И тут в голове Фолко всё внезапно улеглось и успокоилось. Теперь он твёрдо знал, что ему надо делать. Он с трудом поднялся и заковылял прочь, к тому концу стойки, где слуга наливал пиво. Никчёмный меч волочился по доскам – один из ремешков оборвался… Затылком хоббит безошибочно чувствовал устремлённые на него насмешливые взгляды – среди них был и торжествующий взгляд его обидчика. Фолко дошёл до края стойки и резко повернулся.
– Эй, ты, недоносок в зелёном! – выкрикнул он. – Получай!

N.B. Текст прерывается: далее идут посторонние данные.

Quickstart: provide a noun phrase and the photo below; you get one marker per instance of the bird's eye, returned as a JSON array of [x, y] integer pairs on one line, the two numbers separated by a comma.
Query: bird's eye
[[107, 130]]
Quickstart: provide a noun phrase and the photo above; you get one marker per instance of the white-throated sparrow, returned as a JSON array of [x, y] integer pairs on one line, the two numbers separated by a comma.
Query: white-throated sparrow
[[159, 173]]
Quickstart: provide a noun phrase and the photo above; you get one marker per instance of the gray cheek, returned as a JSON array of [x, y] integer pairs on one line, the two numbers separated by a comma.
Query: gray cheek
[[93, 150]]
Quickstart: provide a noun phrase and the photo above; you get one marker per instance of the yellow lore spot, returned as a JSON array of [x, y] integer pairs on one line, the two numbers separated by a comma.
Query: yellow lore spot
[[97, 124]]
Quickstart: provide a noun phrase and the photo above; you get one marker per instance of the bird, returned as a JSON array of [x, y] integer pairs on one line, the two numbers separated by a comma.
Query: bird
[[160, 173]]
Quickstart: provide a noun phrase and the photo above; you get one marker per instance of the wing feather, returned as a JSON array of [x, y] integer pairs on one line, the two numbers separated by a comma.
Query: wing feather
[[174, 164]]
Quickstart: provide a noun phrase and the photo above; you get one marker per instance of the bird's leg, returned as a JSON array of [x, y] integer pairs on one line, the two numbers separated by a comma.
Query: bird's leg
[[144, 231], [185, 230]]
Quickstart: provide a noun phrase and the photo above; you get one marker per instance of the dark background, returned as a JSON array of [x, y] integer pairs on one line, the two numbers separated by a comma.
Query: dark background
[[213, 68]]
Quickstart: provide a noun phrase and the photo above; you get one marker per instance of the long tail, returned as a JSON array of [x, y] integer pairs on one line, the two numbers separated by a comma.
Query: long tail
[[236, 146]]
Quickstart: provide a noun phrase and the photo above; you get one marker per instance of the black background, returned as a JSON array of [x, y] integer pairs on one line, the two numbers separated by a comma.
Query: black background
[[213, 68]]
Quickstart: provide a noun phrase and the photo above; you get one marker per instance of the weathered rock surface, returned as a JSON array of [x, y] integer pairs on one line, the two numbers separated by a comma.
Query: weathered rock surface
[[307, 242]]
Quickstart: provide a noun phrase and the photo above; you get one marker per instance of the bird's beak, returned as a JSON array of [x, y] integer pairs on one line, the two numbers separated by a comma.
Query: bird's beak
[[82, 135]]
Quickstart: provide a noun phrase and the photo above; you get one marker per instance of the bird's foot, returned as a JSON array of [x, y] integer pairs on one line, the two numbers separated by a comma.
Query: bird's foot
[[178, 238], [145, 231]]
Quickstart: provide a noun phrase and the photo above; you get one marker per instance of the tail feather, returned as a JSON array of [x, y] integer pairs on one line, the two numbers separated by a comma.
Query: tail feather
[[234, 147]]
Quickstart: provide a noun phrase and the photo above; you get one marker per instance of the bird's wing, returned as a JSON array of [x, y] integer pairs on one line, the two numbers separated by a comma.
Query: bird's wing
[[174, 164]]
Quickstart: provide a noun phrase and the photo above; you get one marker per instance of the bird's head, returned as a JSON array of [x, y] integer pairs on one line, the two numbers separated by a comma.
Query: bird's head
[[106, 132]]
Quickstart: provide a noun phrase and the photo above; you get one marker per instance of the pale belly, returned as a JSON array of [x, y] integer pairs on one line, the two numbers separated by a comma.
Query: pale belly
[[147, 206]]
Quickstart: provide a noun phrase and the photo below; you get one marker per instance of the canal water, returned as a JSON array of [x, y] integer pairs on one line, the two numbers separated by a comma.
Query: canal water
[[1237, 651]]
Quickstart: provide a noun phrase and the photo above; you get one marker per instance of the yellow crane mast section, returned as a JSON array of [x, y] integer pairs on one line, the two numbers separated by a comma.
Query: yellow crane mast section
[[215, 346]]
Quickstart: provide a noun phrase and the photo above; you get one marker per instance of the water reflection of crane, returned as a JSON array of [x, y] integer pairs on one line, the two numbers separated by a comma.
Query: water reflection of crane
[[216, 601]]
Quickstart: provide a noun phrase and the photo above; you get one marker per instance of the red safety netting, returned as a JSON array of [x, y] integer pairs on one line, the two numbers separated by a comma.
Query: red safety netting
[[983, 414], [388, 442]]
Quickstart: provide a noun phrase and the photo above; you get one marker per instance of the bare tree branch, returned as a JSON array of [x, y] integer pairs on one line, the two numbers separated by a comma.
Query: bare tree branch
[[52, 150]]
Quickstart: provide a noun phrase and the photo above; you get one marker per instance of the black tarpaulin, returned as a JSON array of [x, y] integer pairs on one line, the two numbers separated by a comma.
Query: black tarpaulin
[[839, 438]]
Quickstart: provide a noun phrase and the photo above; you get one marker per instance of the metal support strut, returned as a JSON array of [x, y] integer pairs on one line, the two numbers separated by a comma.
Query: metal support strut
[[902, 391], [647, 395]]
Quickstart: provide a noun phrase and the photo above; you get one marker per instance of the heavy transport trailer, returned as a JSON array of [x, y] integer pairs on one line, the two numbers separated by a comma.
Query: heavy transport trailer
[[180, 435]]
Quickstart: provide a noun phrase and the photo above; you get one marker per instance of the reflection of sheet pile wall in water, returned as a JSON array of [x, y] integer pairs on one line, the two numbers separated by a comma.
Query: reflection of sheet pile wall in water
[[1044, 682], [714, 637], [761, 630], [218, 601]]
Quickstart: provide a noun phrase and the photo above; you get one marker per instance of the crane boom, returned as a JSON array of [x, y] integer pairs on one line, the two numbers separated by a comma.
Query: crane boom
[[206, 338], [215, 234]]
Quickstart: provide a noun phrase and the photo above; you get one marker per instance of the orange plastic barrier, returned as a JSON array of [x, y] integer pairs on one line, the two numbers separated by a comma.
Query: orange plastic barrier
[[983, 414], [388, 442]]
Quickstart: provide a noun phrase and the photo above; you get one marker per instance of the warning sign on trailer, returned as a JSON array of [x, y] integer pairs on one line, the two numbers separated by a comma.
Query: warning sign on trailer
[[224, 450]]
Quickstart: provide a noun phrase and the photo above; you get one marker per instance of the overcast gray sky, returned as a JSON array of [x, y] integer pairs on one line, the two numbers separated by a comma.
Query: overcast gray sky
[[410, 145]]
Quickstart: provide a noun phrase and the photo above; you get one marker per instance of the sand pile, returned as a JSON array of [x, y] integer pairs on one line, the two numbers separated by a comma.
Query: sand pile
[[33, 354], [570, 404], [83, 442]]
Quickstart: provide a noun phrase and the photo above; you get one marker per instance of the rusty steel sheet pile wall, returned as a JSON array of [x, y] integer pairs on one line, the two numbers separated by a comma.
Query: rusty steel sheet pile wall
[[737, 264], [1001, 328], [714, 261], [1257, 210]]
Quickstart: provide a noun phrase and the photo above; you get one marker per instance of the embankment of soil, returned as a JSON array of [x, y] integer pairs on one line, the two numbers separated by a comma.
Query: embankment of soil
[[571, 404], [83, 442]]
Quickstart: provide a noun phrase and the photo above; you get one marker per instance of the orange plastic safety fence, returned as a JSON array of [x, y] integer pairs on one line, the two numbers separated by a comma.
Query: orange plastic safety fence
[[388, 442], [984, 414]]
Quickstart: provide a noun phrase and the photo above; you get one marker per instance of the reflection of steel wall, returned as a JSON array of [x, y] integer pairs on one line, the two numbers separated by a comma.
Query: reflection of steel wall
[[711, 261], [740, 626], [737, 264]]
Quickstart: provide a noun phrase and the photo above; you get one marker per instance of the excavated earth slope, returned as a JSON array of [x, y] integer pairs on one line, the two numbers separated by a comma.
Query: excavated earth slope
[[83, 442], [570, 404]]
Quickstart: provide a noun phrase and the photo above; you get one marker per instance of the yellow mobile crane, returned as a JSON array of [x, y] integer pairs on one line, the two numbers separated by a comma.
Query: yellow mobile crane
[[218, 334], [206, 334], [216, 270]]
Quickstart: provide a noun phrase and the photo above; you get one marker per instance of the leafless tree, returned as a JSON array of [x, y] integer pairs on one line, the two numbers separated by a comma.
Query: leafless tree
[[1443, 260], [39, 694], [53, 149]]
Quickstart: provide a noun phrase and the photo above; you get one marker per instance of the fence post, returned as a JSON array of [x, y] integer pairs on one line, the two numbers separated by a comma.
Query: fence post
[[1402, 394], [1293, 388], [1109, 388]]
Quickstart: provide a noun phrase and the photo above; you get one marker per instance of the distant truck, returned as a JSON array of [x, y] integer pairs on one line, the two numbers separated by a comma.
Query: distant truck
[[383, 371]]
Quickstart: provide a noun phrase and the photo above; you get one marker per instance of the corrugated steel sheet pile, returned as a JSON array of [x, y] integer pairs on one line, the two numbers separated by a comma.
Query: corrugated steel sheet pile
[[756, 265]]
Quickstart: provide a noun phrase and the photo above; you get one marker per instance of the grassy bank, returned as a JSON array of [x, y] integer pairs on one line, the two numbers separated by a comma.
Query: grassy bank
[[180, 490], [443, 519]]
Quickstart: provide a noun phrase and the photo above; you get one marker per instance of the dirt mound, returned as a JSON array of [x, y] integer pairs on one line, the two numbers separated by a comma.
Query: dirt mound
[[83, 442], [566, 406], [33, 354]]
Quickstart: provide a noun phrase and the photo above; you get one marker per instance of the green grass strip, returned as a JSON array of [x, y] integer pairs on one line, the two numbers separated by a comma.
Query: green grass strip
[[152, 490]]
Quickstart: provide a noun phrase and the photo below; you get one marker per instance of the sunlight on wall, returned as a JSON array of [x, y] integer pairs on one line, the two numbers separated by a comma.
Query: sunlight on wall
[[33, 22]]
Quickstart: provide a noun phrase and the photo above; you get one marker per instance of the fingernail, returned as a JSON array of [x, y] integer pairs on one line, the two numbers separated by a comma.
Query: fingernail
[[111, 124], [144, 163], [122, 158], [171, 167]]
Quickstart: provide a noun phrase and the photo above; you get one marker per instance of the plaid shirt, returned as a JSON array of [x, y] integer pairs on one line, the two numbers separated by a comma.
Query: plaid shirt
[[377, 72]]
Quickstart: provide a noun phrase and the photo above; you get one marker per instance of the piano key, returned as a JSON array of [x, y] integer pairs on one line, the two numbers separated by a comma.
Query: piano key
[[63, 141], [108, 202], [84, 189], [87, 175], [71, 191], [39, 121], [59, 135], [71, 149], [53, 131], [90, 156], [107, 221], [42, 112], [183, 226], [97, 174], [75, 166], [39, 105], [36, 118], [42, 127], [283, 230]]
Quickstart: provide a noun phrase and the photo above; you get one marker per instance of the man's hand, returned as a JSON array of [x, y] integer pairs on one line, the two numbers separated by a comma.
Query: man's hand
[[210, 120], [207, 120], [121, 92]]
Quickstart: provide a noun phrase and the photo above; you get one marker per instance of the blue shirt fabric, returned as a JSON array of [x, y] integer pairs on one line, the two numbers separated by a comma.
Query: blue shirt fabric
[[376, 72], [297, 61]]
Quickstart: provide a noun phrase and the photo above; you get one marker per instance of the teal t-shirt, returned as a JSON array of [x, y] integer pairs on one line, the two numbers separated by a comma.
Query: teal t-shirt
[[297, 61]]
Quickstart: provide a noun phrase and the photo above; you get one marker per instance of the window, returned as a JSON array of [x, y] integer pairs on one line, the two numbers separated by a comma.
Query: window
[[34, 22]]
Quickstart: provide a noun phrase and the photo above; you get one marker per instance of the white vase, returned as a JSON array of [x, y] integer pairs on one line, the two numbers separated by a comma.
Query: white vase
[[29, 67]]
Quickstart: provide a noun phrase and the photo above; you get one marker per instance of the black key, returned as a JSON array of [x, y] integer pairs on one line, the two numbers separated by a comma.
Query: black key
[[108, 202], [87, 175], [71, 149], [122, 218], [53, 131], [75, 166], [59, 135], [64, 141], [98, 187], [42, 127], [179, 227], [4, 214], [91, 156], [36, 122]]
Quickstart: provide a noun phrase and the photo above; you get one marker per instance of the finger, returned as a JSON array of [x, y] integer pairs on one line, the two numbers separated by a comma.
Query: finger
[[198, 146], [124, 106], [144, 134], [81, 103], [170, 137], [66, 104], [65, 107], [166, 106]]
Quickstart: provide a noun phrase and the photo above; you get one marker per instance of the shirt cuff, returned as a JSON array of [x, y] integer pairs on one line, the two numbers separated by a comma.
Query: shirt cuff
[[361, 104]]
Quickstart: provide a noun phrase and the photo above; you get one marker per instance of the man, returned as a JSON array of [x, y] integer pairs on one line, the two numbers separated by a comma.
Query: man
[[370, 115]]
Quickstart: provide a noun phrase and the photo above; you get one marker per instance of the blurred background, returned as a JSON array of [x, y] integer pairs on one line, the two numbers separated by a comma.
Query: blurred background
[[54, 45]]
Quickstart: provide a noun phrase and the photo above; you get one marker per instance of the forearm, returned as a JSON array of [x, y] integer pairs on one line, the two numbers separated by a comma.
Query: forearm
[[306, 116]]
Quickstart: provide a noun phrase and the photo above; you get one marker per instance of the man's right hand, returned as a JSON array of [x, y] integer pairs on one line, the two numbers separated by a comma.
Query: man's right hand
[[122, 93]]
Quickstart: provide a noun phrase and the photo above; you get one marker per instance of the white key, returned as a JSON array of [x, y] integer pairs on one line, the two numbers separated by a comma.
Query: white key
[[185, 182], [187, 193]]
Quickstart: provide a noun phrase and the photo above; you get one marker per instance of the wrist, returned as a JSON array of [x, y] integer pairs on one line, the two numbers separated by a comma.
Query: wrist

Дубовая пивная кружка с глухим ударом врезалась в голову не успевшего даже дёрнуться юнца. Фолко всегда был одним из первых среди своих сверстников, когда дело доходило до метания камней или стрельбы из лука; в этом искусстве хоббиты, как известно, лишь незначительно уступают эльфам и намного превосходят все прочие народы Средиземья.
Враз обмякшее тело парня тупо стукнулось об пол; он рухнул, точно подрубленное дерево, и лежал неподвижно, лицом вниз; вокруг его головы медленно растекалось кровавое пятно.
Фолко потерянно стоял и смотрел на поверженного врага. В сознание ворвался взволнованный гул голосов – он не слушал, не воспринимал их, заворожённо глядя на наконец заворочавшегося и застонавшего юнца. К нему подскочили двое в зелёном, помогли сесть. Он с трудом повернул разбитое лицо к стоящему шагах в десяти от него хоббиту. Кровь моментально смыла с него и презрение, и браваду; теперь Фолко с непонятным, но сладким чувством видел в его лице недоумение и животный страх – тем более что рука хоббита помимо его воли вновь ухватилась за стоявшую рядом с ним пивную кружку.
Кто-то тормошил хоббита, кто-то о чём-то спрашивал его – он молчал, глядя, как стеной стали надвигаться на него люди в зелёном. И тогда он обнажил меч.